The widespread use of e-wallets by the migrant worker community is meant to bring benefits to both them, as well as their employers. It enables employers to use digital technologies for payroll management, reducing their dependence on cash handling, reducing costs and eliminating downtime as their employees no longer need to queue up on paydays.
The Instapay e-wallet also gives a largely underbanked segment of the society access to affordable financial products and services. The partnership with Mastercard gives Instapay’s customers access to the global network of merchants and ATMs, allowing easier access to financial services.
Ecosystm Principal Advisor, Dheeraj Chowdhry says, “Instapay’s foray into e-wallets furthers and supports the country’s objective of democratising banking and moving to a cashless economy. Collaboration with an international player like Mastercard helps a domestic Fintech to deliver a product that is country agnostic. The migrant worker can not only use the Instapay wallet within Malaysia but also in their home country.”
Malaysia’s Focus on Fintech
The Malaysia Government aims to create a cashless society, lower transaction costs and provide access to the underserved customers. There are two kinds of financial inclusion – for the lower income group as well as for the small and medium enterprises (SMEs) – and Malaysia is committed to both. Digital payments and e-wallets aimed at the lower income group receives an estimated 36% of Fintech funding. The stumbling block is that about a third of the country’s population does not have smartphones, so funds transfer using mobile phone messages is still relevant in the country. Development of the SME sector and eCommerce are twin focus areas for the Digital Economy vision. This provides a ready market for digital payments. Also, while the SME community will still have access to traditional funding, there is expected to be a greater push towards crowdfunding and peer-to-peer financing. It is expected that the share of Fintech funding for alternative funding will grow beyond the estimated 6% that it receives now.
According to a Mastercard Impact Study 2020, Malaysia has the highest e-wallet usage in Southeast Asia. As the country moves towards creating a cashless society, the Government is hoping e-wallet adoption increases. Several initiatives and schemes have been rolled out to promote e-wallets adoption. Last month, Malaysia announced the intention to spend an estimated USD 176 million in 2020 to encourage e-wallet adoption. Earlier this year, the Government announced the e-Tunai Rakyat program to boost the adoption of e-wallets, supported by Grab, Boost and Touch ‘n Go. Chowdhry says, “Instapay e-wallet is yet another manifestation of the amplified focus on e-wallets in Malaysia. BNM has set aside an estimated USD 108 million and has introduced a scheme to give USD $7.25 in credit for every adoption of any of the top 3 e-wallets. This scheme has accelerated e-wallets in the country that has set an adoption target of 15 million i.e. half of its population.”

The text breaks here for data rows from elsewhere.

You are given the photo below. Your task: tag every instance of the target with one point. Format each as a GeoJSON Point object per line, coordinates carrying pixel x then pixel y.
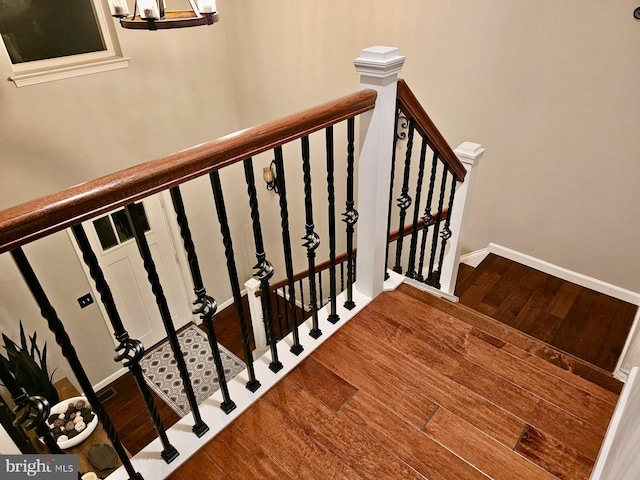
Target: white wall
{"type": "Point", "coordinates": [547, 87]}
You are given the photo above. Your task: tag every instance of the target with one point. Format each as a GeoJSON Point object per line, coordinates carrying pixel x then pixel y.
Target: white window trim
{"type": "Point", "coordinates": [33, 73]}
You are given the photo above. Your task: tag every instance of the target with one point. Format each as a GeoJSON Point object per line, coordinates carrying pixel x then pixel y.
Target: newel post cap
{"type": "Point", "coordinates": [469, 152]}
{"type": "Point", "coordinates": [379, 61]}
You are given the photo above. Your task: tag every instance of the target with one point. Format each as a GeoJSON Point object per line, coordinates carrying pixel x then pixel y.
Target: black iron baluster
{"type": "Point", "coordinates": [404, 201]}
{"type": "Point", "coordinates": [446, 230]}
{"type": "Point", "coordinates": [396, 136]}
{"type": "Point", "coordinates": [333, 316]}
{"type": "Point", "coordinates": [252, 384]}
{"type": "Point", "coordinates": [436, 228]}
{"type": "Point", "coordinates": [311, 238]}
{"type": "Point", "coordinates": [129, 350]}
{"type": "Point", "coordinates": [427, 218]}
{"type": "Point", "coordinates": [62, 339]}
{"type": "Point", "coordinates": [199, 427]}
{"type": "Point", "coordinates": [351, 215]}
{"type": "Point", "coordinates": [206, 305]}
{"type": "Point", "coordinates": [284, 331]}
{"type": "Point", "coordinates": [411, 267]}
{"type": "Point", "coordinates": [296, 349]}
{"type": "Point", "coordinates": [35, 410]}
{"type": "Point", "coordinates": [15, 432]}
{"type": "Point", "coordinates": [264, 269]}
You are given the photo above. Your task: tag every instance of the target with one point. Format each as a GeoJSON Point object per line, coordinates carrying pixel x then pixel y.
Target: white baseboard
{"type": "Point", "coordinates": [618, 458]}
{"type": "Point", "coordinates": [110, 379]}
{"type": "Point", "coordinates": [565, 274]}
{"type": "Point", "coordinates": [473, 259]}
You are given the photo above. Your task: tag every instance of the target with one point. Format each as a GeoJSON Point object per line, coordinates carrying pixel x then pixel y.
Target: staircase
{"type": "Point", "coordinates": [417, 387]}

“This push is backed by a structured approach of increasing the number of small merchants accepting card payments. With BNM’s focus, there are as many as half a million POS terminals out there for both credit cards and QR codes.”
“Malaysia’s regulators have to be applauded for having a well-coordinated, holistic and converging strategy on creating a cashless economy. The issuance, acceptance and regulatory policies have been completely synergised to deliver.”